I soggetti interessati dovranno specificare nella domanda:

  • sede e denominazione della struttura, tipologia tra quelle previste all’art 8 e 9 D.Lgs. 79/2011, classificazione posseduta in base al DPCM 21.10.08 per le strutture alberghiere, estremi del titolo abilitativo o della SCIA per l’esercizio dell’attività ricettiva
  • numero di posti messi a disposizione
  • il periodo di disponibilità (comunque non oltre il termine dello stato di emergenza, previsto al 31.12.2022)
  • tipologia di servizio offerto (pensione completa/pernottamento e prima colazione)
  • tariffa in vigore al momento dell’ospitalità: non saranno ritenute ammissibili le domande presentate da strutture che offrono tariffe superiori a quelle massime fissate dall’art 2 dell’accordo quadro stipulato dalle associazioni di categoria per l’emergenza Ucraina.
Il lungomare di Bari durante la festa patronale di San Nicola. Credits foto Anna Piscopo

Il Comune di Bari procederà alla stipula dei singoli contratti attuativi con tutte le strutture in possesso dei requisiti di esercizio dell’attività che si saranno accreditate. Gli inserimenti nei posti convenzionati saranno effettuati, su istanza del rifugiato, dal Servizio sociale territorialmente competente, sulla base delle strutture presenti nell’elenco, secondo:

  • la tipologia di accoglienza offerta rispetto al bisogno (con o senza vitto; accessibilità della struttura ecc.)
  • la più opportuna collocazione territoriale rispetto al bisogno (es: vicinanza a gruppo parentale di riferimento, istituti scolastici, strutture sanitarie ecc.)
  • il numero di posti/stanze disponibili rispetto alla composizione del nucleo familiare
  • la maggiore durata dell’accoglienza offerta
  • la minore tariffa offerta.

Le domande di partecipazione, redatte sull’apposito modello allegato all’avviso, sottoscritte e compilate in ogni parte e corredate della documentazione richiesta, dovranno pervenire entro le ore 23.59 del prossimo 27 maggio esclusivamente a mezzo pec all’indirizzo: serviziallapersona.comunebari@pec.rupar.puglia.it.
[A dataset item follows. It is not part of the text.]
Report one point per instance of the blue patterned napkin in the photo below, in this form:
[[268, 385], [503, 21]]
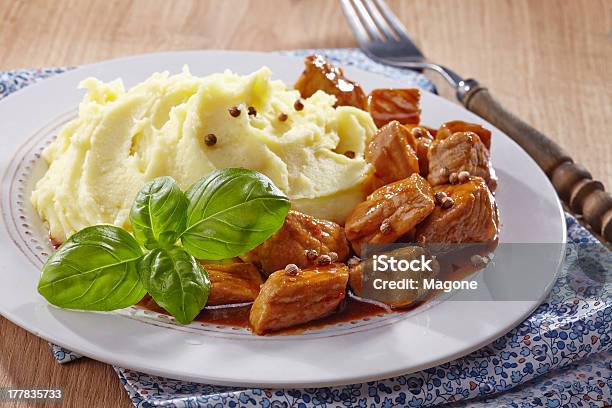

L’amministrazione comunale procederà, sin dalla data di pubblicazione dell’avviso, all’esame delle domande pervenute, con modalità a sportello (in ordine di acquisizione delle istanze), e le domande ritenute ammissibili saranno inserite nell’apposito Albo delle strutture ricettive solidali di Bari e i singoli contratti attuativi saranno man mano stipulati al fine di rendere immediatamente disponibili i posti di accoglienza.

Anche dopo il convenzionamento e in fase di esecuzione l’amministrazione si riserva la facoltà di procedere alle verifiche delle autodichiarazioni presentate, con modalità a campione, e di procedere all’aggiornamento dell’elenco con apertura di successive finestre temporali per la presentazione delle domande in base all’andamento dell’emergenza e al numero di posti già convenzionati.